Cease and Desist: Games Culture and Copyright Laws begins with Lessig’s assertion that current copyright laws are nothing more than “protectionism to protect certain forms of business.” This, the author writes, is what has led to, in some cases, “an immense tension between IP holders in the games industry and the IP fans who consider some games part of their personal culture.”
The author details a pair of incidents where game development companies stopped fans from infringing on their copyright: a Gears of War fan that modified a toy to resemble a character from the game and the quashing—by Square Enix—of a community-made Chrono Trigger add-on.
On the other side of the fence, one company (at least) appears to be demonstrating Lessig’s “free culture” ideal: Valve Software. Valve exercised restraint when a group of community members undertook Black Mesa: Source, a project that uses Half Life 2’s source code to reconstruct the original Half Life game.
While Valve did not “openly encouraged the mods development, they have not taken any legal action to stop it.”
Also touched on in the article is the more radical example of when a developer lifts content from a fan-developed project.
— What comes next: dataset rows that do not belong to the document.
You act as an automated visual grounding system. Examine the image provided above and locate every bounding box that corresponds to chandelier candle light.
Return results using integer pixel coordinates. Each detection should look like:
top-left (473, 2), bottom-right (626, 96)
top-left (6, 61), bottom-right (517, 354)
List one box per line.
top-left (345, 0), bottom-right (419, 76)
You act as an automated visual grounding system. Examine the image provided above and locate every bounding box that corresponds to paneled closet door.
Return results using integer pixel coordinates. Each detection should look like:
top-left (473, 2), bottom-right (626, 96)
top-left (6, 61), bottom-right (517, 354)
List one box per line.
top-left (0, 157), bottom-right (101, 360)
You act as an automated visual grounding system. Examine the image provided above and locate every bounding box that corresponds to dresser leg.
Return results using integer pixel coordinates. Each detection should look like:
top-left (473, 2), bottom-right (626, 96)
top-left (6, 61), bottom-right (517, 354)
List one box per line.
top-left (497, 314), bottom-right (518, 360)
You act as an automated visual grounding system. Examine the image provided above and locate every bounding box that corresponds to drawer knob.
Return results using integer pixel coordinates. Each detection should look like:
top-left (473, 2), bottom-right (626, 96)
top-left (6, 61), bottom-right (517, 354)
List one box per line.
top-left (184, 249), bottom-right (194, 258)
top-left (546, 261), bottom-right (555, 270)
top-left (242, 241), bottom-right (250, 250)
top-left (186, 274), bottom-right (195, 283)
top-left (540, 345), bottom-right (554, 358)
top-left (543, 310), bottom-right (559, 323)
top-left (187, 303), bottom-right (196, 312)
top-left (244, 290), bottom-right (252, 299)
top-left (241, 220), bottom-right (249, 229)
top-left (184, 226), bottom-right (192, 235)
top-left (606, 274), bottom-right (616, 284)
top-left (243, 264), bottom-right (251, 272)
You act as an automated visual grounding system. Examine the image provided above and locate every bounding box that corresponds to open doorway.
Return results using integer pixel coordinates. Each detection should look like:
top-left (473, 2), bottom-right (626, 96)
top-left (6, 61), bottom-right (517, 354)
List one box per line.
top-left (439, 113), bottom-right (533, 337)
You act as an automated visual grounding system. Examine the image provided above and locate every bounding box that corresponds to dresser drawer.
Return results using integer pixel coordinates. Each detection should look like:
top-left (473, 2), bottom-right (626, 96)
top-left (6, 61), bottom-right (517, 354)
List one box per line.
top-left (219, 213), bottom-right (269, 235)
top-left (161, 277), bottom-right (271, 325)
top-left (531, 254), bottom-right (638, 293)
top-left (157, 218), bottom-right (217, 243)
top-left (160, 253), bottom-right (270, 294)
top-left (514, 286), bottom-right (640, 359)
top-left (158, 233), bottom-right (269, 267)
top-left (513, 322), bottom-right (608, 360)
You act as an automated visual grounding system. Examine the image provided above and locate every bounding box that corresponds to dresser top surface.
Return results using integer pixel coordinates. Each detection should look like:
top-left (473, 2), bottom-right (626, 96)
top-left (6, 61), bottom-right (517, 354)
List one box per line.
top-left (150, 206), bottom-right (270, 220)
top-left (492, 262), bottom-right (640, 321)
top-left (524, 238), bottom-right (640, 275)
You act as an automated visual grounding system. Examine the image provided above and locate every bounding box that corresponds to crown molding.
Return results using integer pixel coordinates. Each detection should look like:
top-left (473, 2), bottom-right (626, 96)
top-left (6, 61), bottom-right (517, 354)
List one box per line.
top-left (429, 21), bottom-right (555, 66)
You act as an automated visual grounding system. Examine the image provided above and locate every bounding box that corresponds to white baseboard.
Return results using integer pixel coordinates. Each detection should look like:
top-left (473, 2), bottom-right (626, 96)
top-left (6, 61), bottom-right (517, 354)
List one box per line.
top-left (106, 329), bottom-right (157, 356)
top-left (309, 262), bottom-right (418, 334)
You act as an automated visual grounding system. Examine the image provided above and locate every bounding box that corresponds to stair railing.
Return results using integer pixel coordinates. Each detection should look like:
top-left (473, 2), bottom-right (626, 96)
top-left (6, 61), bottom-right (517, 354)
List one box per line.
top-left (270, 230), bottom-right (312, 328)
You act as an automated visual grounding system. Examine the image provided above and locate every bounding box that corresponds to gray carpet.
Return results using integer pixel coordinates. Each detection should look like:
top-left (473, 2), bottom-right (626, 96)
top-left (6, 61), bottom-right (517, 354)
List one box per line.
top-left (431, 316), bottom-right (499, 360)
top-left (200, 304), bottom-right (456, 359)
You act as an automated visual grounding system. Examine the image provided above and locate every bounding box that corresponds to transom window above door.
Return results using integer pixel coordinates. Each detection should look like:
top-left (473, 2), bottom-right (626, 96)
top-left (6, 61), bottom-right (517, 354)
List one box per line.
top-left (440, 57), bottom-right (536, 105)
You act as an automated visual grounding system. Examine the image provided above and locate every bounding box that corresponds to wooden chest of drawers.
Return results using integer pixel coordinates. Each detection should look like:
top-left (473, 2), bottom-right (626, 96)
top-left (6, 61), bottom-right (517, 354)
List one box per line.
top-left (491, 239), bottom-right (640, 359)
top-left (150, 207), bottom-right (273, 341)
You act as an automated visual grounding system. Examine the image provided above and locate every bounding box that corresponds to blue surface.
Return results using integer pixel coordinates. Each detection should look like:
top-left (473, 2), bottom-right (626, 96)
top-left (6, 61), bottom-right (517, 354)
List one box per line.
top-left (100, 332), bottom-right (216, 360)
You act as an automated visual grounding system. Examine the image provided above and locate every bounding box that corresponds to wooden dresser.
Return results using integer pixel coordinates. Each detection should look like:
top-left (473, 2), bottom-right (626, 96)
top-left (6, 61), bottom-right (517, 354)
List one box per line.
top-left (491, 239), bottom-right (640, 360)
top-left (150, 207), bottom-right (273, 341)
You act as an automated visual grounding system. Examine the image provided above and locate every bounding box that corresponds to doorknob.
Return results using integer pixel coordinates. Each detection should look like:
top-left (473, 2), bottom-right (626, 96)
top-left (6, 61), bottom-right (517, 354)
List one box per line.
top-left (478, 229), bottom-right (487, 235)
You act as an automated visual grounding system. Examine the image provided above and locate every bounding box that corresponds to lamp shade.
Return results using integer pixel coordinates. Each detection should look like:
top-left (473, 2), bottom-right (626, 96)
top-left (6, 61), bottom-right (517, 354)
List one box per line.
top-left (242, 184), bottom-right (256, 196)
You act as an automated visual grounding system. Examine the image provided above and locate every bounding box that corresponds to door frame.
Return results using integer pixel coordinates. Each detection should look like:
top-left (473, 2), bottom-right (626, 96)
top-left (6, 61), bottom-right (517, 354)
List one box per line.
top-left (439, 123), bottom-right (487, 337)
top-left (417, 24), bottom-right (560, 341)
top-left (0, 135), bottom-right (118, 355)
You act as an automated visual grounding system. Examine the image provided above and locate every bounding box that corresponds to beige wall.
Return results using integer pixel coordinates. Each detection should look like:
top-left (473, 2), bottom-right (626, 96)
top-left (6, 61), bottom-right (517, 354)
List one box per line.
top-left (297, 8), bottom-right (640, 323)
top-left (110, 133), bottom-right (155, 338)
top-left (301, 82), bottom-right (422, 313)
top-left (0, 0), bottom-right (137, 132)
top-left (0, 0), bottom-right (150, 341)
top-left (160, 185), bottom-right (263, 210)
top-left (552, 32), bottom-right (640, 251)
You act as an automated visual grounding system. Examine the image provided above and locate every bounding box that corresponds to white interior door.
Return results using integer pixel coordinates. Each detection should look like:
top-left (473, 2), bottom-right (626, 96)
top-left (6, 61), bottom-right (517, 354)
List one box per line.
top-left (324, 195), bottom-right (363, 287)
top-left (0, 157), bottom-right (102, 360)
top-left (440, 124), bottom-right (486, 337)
The author cites the book Play Between Worlds, by T.L. Taylor, who wrote, “several astute MUD developers noticed early on that EQ (EverQuest) appeared strikingly similar to a type of MUD called DIKU.”
The blogger notes that, “…ironically, in the Everquest case, the DIKU developers thought of the situation as a compliment, not a copyright infringement.”
Closing with a quote from Lessig, “The opportunity to create and transform becomes weakened in a world in which creation requires permission and creativity must check with a lawyer,” the blogger adds:
…the more developers and publishers that take up Valve’s position, the more creativity and innovation will emerge out of video game fan communities, already known for their intense fandom and desire to add to, alter, and reimagine their favorite gaming universes.